The aim of this Policy is to inform users (the Users) of the reflek.io website (the Website) what kind of personal data may be processed on the Website; further, it informs the Users about processing purposes and the manner of using the data, and about related rights available to the Users. A personal data controller (the Controller) protects the Users' privacy and ensures security of data provided by the Users. The Controller complies with personal data processing rules and applies technical and organisational measures which guarantee that the data are secure and processed as prescribed by law. The Users' personal data are always processed in conformity with applicable laws, including in particular pursuant to the Regulation of the European Parliament and of the Council on the protection of natural persons with regard to the processing of personal data and on the free movement of such data, and repealing Directive 95/46/EC (the GDPR). The personal data may be processed in the Users' cookies, in line with rules laid down in the Cookies Policy.
Who is the controler?
The Controller is reflek.io with registered office in Paris (75008), France, 37-39 rue de Surène, 890 140 486 R.C.S. Créteil. Contact address: dpo@reflek.io. Data subjects can contact the Controller also otherwise as preferred, including verbally and in writing.

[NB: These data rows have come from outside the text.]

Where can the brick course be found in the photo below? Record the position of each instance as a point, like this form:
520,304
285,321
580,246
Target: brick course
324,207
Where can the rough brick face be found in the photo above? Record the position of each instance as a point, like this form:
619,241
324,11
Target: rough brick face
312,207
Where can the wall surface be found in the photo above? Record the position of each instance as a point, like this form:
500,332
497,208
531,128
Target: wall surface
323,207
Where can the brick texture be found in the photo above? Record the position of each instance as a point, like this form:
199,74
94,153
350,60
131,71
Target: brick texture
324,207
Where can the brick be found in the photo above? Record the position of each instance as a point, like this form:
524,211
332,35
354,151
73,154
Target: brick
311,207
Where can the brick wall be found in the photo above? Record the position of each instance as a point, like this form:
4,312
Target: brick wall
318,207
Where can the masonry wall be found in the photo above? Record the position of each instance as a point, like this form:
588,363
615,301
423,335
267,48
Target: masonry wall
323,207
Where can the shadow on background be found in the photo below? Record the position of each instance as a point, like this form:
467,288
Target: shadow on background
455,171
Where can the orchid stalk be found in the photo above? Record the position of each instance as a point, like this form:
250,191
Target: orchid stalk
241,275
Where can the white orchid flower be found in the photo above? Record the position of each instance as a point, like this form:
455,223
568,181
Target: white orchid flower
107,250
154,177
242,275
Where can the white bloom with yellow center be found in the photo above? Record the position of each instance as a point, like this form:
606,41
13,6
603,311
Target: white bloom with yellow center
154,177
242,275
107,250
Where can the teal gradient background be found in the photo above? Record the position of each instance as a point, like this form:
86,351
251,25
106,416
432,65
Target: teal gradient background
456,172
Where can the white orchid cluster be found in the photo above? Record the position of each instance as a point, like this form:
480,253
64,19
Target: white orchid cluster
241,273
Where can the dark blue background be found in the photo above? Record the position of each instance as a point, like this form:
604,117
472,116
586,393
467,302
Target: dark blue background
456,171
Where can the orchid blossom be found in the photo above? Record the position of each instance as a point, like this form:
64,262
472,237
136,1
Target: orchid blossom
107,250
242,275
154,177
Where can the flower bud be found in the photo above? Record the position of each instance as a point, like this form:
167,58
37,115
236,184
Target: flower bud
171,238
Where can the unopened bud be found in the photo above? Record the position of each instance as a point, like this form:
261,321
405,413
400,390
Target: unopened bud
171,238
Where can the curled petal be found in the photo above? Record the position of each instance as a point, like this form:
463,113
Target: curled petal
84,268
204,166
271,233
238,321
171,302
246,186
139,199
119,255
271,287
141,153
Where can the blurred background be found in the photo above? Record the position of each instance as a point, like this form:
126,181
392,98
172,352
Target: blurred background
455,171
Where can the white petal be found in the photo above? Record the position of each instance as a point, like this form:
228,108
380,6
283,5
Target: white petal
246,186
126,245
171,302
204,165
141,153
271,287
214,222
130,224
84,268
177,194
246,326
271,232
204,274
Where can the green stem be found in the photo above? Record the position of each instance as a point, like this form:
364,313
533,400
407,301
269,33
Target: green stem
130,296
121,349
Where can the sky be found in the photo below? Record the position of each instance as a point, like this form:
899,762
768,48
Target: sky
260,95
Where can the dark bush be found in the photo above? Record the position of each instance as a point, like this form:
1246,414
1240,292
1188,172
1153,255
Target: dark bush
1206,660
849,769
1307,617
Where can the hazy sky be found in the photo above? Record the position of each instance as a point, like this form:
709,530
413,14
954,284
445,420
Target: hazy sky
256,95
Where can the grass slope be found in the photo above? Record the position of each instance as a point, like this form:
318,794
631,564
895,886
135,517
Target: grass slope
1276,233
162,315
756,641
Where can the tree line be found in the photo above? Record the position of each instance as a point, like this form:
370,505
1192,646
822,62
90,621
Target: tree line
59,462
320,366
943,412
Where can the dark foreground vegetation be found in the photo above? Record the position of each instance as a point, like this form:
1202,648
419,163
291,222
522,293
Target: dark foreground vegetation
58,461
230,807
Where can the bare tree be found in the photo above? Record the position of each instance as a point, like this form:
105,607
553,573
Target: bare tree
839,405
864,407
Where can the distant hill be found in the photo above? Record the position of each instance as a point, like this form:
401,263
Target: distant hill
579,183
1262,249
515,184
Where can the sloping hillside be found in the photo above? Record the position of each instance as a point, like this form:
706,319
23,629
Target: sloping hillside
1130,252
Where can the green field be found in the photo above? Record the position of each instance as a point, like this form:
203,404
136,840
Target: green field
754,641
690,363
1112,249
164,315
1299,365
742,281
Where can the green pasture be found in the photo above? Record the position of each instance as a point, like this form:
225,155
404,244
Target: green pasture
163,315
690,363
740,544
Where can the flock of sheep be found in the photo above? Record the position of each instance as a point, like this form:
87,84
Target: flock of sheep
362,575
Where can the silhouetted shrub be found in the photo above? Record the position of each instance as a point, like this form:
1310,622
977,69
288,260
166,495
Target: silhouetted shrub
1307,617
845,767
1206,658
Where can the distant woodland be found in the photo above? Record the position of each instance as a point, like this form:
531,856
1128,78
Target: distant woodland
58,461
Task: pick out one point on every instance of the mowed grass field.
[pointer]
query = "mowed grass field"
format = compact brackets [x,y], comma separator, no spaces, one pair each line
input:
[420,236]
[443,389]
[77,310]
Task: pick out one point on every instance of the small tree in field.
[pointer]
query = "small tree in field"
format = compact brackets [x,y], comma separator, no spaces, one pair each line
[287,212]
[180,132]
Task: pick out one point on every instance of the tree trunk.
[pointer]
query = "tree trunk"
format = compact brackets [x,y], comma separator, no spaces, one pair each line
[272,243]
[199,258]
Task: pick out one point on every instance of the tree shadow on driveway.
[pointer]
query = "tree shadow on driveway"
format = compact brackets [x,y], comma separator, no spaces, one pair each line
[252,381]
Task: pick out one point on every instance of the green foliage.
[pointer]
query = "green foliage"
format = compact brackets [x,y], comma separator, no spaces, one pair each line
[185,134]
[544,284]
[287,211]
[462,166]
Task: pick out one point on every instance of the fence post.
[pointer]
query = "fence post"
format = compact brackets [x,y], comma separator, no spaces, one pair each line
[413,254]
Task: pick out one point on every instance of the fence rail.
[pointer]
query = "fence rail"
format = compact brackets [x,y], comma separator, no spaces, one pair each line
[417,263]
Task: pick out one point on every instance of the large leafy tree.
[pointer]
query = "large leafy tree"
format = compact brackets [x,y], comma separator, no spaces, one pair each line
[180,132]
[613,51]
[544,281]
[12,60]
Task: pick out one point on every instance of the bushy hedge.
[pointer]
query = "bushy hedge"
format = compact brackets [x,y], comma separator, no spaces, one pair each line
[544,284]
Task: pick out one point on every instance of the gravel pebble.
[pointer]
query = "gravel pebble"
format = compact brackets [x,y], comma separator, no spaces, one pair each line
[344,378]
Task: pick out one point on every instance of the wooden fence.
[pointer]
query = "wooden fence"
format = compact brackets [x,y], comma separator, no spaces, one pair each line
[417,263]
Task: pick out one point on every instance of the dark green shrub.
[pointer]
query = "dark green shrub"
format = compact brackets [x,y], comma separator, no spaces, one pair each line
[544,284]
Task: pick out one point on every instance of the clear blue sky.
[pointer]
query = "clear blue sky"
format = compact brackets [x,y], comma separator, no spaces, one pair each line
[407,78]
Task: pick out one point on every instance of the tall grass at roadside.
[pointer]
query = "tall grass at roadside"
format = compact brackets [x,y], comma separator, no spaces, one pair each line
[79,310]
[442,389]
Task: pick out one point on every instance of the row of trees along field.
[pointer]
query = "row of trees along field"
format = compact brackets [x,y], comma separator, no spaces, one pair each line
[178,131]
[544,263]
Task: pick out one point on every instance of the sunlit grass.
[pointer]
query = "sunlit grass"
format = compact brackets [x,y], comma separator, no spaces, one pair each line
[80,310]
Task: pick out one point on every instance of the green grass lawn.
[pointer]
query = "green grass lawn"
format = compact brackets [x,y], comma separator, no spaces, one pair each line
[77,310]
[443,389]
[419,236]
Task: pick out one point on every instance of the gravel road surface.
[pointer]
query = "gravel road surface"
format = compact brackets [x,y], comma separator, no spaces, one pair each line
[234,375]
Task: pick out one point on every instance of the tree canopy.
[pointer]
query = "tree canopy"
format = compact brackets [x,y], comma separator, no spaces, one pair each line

Purposes of, and a legal basis for, the processing:
- to provide the Services:
Some of the Services might require the submission of personal data. In such a case, the personal data are processed in order to carry out activities, at the User's request, prior to the conclusion of an agreement, and to perform an agreement, which applies also to the Newsletter Service (Art. 6.1.b of the GDPR). Without the personal data, it will not be possible to render some Services for the User;
- in order to exchange e-mail correspondence:
The personal data are processed in order to communicate with the User (Art. 6.1.f of the GDPR). The personal data are provided on a voluntary basis but the provision thereof is necessary to receive a reply from the Controller. In such a case, the personal data are processed due to the Controller's legitimate interests. The Controller's legitimate interest consists in communicating with an individual who requests of the Controller to provide an answer. As its legitimate interests, pursuant to Art. 6.1.f of the GDPR, the Controller also considers: pursuit of and protection against claims, fraud prevention, statistics and analytics, ensuring ICT environment security, application of internal control systems, and in some cases also direct marketing of own services.
Personal data recipients
The personal data may be processed also by the Controller's other service providers rendering, among others, financial settlements, legal, advisory, consulting, archiving and IT services. The Users' data will not be shared with any third parties, unless this proves necessary and the User consents thereto or a data disclosure obligation results from mandatory rules of law, a final and non-appealable court judgment or a final decision of a relevant body. The Controller does not transfer any data to third countries outside the EEA, yet in some cases Webflow, Inc. (which, as a rule, processes data in the EEA) may transfer the personal data to the USA on terms specified in its Privacy Statement. In such a case, the data may be transferred exclusively in compliance with the GDPR requirements.
What does profiling involve and are any data on the Website subject to profiling?
Profiling consists in any form of automated processing of personal data evaluating the personal aspects relating to a natural person, in particular to analyse or predict aspects concerning the data subject's work performance, economic situation, health, personal preferences or interests, reliability or behaviour, location or movements, where it produces legal effects concerning the data subject or similarly significantly affects the data subject. The Controller does not profile the User's data.
How can personal data be changed?
The User has the right of access to content of their personal data and the right of rectification and erasure of the personal data, the right to restrict processing of the data and the right to data portability. The User has the right to object to processing of the personal data, which involves especially the profiling. To this end, the User can contact the Controller at an e-mail address: contact@reflek.io. The User can contact the Controller also otherwise as preferred, including verbally and in writing. As for cookies, the User can make relevant changes on their own, in accordance with rules laid down in the Cookies Policy.
How does the Controller protect the personal data?
The Controller protects the Users' data against unauthorised access, disclosure, change or destruction. In particular, the Controller makes use of data encryption, physical security measures and verification in IT systems. Further, the Controller uses anti-virus software and firewalls. The Users' data may be accessed exclusively by authorised individuals bound by confidentiality and by subcontractors that have entered into personal data sub-processing agreements with the Controller and satisfy security criteria set forth therein.
How long will the personal data be processed?
The Users' data shall be processed for as long as the Users use the Website. In case of the provision of the Services, the personal data shall be processed for as long as the Services are provided. In case of e-mail correspondence, the personal data shall be processed for a period necessary to provide the User with an answer. To a limited extent, the personal data may also be processed upon the lapse of the indicated terms, until any potential claims are time-barred or for as long as possible or required in compliance with applicable laws, e.g. for statistical purposes. Upon the lapse of a processing period, the personal data are permanently deleted or anonymised.
Other data processing related rights of the Users
The Users have the right to file a complaint with the President of the Personal Data Protection Office if they consider that their personal data are processed in breach of mandatory rules of law.
This Policy shall apply upon its publication on the Website.